Foundation vs. Bootstrap: A Case Study

February 3rd, 2014 by Gage Pacifera

ss_engage14_home

The Netscout Engage14 site is another in a series of sites that Harmonic Northwest developed for Opus Events Agency. We have been developing these sites using the Bootstrap framework, but for this particular site I ended up using another responsive framework that I had used on a few other projects earlier in the year: Foundation Framework.

View site at: http://www.netscout.com/engage14/Pages/v2/index.html

In terms of responsiveness, Foundation can’t be beat. I especially love the way it handles sizing of columns between desktop and table sizes: the columns become proportionally narrower as the browser window gets more narrow, all the way until you hit a tablet size when the columns go full width and stack into a single column. In Bootstrap the page container simply has a couple of breakpoints for its width, so there isn’t a proportional growing effect.

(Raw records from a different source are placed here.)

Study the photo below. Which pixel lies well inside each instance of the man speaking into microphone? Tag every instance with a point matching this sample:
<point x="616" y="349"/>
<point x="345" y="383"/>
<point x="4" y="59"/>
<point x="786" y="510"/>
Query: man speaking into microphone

When I began using Bootstrap instead of Foundation for more recent projects, I was impressed with Bootstrap’s large library of UI widgets. There are many well-documented and useful chunks of code that greatly speed up my development process. They are easy to style and often tweakable in terms of functionality. It looks like Foundation has done some catching up in this department (their library of widgets has grown considerably in the past several months,) but at the time, their library was nowhere near as robust as Bootstrap’s.

All in all, I’d say the Foundation vs. Bootstrap question is becoming something like the choice between Coke and Pepsi: pick your flavor, they are both pretty much the same.